Hundreds protest against Myanmar authorities in Pakistan
Hundreds of people protested in Pakistan's capital against the atrocities being committed against Rohingya Muslims in Myanmar.
The protest demonstration was led by Senator Siraj ul Haq, chief of Jamaat-e-Islami, the country's largest religious political party.
The protesters were holding placards, which read: "Stop killings of innocent Rohingya Muslims in Myanmar". They were chanting slogans against Myanmar authorities and Nobel laureate Aung San Suu Kyi, de-facto leader of the country.
Situation remained tensed in the capital as Haq had announced to enter high-security diplomatic enclave to surround the Myanmar embassy.
Pakistani authorities blocked all routes leading to diplomatic enclave by placing large containers near the site, commonly known as red zone, to avert any potential move by the rally participants to reach the embassy.
"God has directed us to help the oppressed," the JI chief said while addressing the protesters.
"The Myanmar government and army is involved in the killing of innocent Muslims and we are demanding from the government of Pakistan to immediately expel the Myanmar ambassador and suspend all defense agreements with them," he said.
He appreciated the Turkish government for strongly condemning the persecution of Muslims in Myanmar's Rakhine state.

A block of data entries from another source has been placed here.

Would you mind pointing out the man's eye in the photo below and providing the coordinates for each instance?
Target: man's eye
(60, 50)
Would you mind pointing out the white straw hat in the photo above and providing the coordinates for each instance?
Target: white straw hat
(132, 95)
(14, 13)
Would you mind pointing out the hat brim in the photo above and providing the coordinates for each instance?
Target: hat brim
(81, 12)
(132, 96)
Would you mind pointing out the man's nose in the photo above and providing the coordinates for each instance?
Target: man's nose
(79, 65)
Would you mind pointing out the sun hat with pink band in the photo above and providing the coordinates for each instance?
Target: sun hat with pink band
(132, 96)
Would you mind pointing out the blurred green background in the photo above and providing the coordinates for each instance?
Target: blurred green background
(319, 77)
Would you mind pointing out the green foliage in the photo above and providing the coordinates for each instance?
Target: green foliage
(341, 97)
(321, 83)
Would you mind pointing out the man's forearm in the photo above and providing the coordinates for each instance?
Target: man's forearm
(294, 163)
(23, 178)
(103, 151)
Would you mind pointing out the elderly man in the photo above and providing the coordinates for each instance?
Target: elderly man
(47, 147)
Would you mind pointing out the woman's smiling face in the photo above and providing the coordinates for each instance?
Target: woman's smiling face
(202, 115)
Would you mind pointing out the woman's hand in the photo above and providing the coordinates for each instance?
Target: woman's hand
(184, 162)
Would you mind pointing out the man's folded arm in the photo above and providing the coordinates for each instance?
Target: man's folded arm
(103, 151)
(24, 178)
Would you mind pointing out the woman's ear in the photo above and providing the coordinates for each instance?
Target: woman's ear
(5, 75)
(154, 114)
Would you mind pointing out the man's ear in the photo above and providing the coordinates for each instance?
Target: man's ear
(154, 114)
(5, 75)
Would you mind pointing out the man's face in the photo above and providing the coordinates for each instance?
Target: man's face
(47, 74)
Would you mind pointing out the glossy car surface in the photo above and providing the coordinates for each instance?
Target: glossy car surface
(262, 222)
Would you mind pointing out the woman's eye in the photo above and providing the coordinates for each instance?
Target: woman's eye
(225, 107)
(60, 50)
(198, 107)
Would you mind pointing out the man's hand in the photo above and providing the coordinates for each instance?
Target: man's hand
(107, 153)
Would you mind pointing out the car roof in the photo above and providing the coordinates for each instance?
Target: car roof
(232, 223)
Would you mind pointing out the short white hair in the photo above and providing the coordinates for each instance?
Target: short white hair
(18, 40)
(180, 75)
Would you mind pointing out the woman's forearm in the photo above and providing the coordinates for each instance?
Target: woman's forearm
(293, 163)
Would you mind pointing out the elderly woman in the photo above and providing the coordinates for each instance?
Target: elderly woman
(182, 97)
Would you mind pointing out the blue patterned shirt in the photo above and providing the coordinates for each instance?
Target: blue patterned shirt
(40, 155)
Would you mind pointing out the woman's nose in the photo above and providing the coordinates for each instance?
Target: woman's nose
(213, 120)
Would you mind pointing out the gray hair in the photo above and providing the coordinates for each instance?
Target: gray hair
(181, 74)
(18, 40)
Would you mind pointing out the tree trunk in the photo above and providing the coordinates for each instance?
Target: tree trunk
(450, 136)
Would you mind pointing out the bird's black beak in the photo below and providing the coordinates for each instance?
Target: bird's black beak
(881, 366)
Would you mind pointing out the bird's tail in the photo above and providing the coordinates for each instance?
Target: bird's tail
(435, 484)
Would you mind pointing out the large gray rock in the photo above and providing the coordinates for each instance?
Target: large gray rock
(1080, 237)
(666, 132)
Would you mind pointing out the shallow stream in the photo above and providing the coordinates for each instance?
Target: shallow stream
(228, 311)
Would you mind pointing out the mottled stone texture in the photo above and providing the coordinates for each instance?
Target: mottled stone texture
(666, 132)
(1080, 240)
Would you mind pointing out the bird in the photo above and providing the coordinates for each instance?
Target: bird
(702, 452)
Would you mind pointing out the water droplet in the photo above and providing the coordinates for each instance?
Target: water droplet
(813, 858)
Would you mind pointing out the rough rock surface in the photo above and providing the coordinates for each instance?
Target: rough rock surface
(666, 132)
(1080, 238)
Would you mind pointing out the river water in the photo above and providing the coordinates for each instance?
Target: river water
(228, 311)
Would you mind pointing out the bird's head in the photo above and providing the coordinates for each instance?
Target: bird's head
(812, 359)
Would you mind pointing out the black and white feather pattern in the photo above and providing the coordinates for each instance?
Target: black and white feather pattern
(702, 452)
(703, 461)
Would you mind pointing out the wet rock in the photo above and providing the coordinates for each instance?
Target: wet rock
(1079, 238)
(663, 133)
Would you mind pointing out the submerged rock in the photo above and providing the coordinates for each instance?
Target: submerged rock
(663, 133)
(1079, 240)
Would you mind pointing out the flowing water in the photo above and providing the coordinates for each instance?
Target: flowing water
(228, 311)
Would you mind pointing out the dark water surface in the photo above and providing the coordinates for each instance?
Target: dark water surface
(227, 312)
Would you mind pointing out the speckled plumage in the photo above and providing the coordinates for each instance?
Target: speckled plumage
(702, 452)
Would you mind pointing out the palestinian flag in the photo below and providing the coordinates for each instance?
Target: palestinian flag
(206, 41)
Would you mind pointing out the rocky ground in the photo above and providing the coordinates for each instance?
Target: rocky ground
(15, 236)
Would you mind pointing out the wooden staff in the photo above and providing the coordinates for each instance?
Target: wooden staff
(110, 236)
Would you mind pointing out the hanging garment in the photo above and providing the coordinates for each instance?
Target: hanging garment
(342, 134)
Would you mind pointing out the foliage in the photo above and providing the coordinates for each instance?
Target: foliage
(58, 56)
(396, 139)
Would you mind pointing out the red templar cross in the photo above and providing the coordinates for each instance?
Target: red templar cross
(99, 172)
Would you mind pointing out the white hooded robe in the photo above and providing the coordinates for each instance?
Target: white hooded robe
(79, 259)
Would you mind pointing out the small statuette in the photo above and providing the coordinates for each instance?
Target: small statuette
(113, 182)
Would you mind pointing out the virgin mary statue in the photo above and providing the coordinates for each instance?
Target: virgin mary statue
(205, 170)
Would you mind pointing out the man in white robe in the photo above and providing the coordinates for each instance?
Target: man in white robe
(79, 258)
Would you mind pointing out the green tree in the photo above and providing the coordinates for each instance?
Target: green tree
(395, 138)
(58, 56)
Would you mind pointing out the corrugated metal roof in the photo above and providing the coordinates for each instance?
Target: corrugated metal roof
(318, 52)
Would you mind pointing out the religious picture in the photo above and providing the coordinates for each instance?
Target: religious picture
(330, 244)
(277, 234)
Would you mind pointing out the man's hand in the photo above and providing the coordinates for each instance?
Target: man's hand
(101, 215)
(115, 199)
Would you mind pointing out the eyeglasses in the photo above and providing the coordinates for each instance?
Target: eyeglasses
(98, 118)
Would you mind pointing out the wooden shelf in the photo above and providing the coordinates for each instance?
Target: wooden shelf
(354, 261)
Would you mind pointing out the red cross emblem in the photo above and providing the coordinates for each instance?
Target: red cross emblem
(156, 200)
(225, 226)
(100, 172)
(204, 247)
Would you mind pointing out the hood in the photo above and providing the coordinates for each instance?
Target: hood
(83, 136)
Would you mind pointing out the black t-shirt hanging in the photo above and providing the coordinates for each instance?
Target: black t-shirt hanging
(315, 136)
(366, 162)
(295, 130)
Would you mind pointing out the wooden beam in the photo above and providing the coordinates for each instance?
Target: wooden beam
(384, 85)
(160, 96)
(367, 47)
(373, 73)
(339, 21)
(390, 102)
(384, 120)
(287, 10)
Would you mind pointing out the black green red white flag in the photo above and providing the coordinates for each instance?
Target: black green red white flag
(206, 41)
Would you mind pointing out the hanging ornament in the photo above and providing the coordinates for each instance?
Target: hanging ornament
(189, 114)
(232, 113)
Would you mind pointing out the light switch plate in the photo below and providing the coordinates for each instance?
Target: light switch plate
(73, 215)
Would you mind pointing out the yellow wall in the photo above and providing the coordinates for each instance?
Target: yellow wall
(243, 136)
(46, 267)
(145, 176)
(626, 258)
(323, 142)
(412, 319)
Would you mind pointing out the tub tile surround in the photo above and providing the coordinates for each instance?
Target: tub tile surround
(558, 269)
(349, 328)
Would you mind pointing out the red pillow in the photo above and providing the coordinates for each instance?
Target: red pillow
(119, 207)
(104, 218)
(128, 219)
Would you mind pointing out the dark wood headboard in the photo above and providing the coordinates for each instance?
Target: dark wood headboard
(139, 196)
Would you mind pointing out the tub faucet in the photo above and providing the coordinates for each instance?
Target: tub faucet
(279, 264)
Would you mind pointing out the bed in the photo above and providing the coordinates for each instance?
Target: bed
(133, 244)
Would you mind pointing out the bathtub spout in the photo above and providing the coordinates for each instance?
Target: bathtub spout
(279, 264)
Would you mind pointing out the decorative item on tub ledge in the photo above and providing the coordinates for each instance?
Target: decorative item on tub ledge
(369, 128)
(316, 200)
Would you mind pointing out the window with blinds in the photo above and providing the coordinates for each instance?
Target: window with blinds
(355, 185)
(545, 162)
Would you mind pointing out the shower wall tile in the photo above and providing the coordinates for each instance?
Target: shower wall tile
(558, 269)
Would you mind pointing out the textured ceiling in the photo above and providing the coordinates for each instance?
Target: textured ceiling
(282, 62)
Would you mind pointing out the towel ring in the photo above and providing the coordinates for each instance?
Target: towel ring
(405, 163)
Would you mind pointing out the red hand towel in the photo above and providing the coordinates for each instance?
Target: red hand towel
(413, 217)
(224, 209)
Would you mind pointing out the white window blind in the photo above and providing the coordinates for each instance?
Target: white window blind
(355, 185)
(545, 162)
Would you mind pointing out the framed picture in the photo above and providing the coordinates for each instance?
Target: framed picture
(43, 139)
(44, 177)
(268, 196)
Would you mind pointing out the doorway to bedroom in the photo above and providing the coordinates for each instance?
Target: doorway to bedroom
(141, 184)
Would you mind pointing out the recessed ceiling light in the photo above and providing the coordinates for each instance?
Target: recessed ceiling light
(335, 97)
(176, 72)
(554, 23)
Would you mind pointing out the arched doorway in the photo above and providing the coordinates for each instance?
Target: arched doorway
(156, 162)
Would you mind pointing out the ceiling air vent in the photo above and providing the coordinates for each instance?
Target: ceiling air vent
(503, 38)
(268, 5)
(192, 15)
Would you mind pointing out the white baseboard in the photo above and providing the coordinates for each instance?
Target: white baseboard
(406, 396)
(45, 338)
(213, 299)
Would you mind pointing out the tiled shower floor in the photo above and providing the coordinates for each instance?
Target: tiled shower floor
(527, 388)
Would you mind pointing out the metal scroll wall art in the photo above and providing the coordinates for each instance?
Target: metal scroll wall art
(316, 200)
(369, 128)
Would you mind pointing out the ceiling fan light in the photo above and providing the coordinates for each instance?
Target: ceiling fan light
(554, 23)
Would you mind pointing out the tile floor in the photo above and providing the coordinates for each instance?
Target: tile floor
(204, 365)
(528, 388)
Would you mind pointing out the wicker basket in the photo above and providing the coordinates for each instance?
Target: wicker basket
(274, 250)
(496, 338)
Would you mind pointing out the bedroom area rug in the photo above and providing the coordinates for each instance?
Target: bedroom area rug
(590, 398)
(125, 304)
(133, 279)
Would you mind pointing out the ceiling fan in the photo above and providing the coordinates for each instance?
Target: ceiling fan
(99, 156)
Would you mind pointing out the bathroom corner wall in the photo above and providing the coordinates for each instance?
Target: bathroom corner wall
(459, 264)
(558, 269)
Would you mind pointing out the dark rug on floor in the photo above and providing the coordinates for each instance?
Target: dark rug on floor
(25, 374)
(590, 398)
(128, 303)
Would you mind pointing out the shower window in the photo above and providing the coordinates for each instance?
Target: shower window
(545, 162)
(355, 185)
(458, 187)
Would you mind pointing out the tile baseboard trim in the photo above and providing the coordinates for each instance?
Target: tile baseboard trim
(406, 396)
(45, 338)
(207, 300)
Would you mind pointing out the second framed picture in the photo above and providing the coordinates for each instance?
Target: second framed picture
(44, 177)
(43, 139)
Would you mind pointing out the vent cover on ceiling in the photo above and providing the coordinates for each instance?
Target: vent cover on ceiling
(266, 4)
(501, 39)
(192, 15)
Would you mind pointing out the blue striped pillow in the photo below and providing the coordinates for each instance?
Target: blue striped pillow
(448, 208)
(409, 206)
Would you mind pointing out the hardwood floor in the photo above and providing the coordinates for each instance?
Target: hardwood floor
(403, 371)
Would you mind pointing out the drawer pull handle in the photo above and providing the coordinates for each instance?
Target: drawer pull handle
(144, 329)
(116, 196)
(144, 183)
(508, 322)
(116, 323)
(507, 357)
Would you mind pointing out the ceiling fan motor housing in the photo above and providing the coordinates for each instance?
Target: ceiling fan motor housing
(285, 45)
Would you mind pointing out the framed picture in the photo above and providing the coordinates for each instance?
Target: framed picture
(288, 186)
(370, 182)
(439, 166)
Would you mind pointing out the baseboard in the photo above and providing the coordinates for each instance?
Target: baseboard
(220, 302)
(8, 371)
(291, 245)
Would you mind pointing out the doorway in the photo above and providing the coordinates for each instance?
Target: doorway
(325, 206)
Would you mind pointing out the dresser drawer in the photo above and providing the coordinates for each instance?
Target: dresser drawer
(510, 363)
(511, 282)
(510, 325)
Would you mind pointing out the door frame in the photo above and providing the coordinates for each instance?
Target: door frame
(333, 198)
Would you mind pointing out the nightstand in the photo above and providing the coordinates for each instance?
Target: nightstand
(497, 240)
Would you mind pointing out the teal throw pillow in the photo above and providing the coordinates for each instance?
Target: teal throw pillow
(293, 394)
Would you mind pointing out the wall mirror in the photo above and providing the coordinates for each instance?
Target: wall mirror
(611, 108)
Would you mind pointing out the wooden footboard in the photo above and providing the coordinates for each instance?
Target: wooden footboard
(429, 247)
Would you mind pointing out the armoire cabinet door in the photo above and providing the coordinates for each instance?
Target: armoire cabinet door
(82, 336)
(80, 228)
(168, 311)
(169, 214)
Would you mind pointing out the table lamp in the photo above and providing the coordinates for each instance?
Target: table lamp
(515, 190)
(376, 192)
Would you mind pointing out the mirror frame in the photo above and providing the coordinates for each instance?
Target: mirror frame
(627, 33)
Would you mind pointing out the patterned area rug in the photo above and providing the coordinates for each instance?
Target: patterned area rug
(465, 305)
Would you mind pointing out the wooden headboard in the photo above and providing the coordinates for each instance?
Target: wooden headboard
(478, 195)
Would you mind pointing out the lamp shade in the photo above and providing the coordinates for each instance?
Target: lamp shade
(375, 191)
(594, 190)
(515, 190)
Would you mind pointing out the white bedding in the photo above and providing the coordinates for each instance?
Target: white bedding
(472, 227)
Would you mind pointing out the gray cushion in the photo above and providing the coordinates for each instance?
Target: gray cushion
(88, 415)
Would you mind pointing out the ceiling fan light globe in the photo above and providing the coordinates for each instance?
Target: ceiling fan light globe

- Fresh influx of refugees
"We salute President Recep Tayyip Erdogan, his government and Turkish people for raising voice for the Rohingya Muslims," Haq said.
Rohingya, described by the UN as the world's most persecuted people, have faced heightened fears of attack since dozens were killed in communal violence in 2012.
Last October, following attacks on border posts in Rakhine's Maungdaw district, Myanmar security forces launched a five-month crackdown in which, according to Rohingya groups, around 400 people were killed.
The UN documented mass gang rapes, killings -- including infants and young children -- brutal beatings and disappearances committed by security personnel.
In a report, UN investigators said the human rights violations constituted crimes against humanity.
Fresh violence erupted in Rakhine state nearly two weeks ago when security forces launched an operation against the Rohingya.
Bangladesh, which already hosted around 400,000 Rohingya refugees, has faced a fresh influx of refugees since the security operation was launched.
According to the UN, 270,000 Rohingya have sought refuge in Bangladesh as of Friday.